Valerie Schmidt´s photographs from ‘De lira’ are not portraits of individuals so much as pictures that express the facets of human expression, autonomous images that somehow represent the full gamut of human emotion whether it be pain, joy, fear, laughter.
This exploration of human behaviour is given tremendous clarity in Schmidt’s photographs and while they are staged their artifice reveals a fundamental truth; that we all behave the same in moments of emotional interaction. In other words our bodily reactions are universal, our reaction to stimuli, to the world, to situations are the same. This exposition on human nature and emotional behaviour is captured succinctly in these pictures, the images almost performative with Schmidt as the director seeking out the moment of truth as her actors look to reach the epitome of their bodily expression.
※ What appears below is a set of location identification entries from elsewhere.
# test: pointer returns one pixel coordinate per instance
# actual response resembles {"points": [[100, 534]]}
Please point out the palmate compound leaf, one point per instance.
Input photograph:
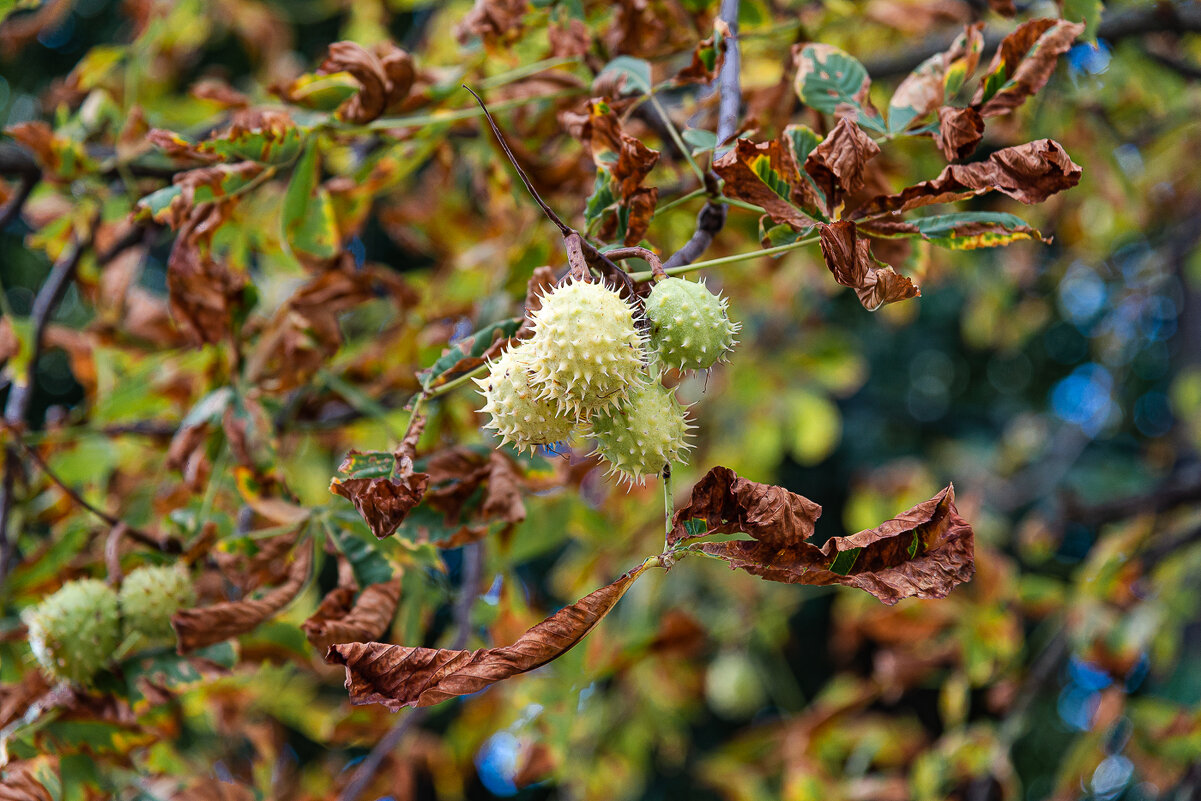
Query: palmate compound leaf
{"points": [[399, 676], [922, 553]]}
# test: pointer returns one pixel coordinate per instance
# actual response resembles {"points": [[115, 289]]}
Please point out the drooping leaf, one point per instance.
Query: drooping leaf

When looking at these photographs you’re immediately struck by the extremity of the facial expressions, the men and women in a state of ecstatic pain and joy, like dancers or actors they seem caught in mid flow, going through an unknown series of steps to reach a climatic conclusion. We do not know the reason for their behaviour yet we understand the result of the action. We have all been there. This commonality between us, Schmidt and the subjects of her photographs, connect us to a wider world of human emotion and give us comfort, make us understand that we are similar, all undergo the same traumatic expressions as everyone else.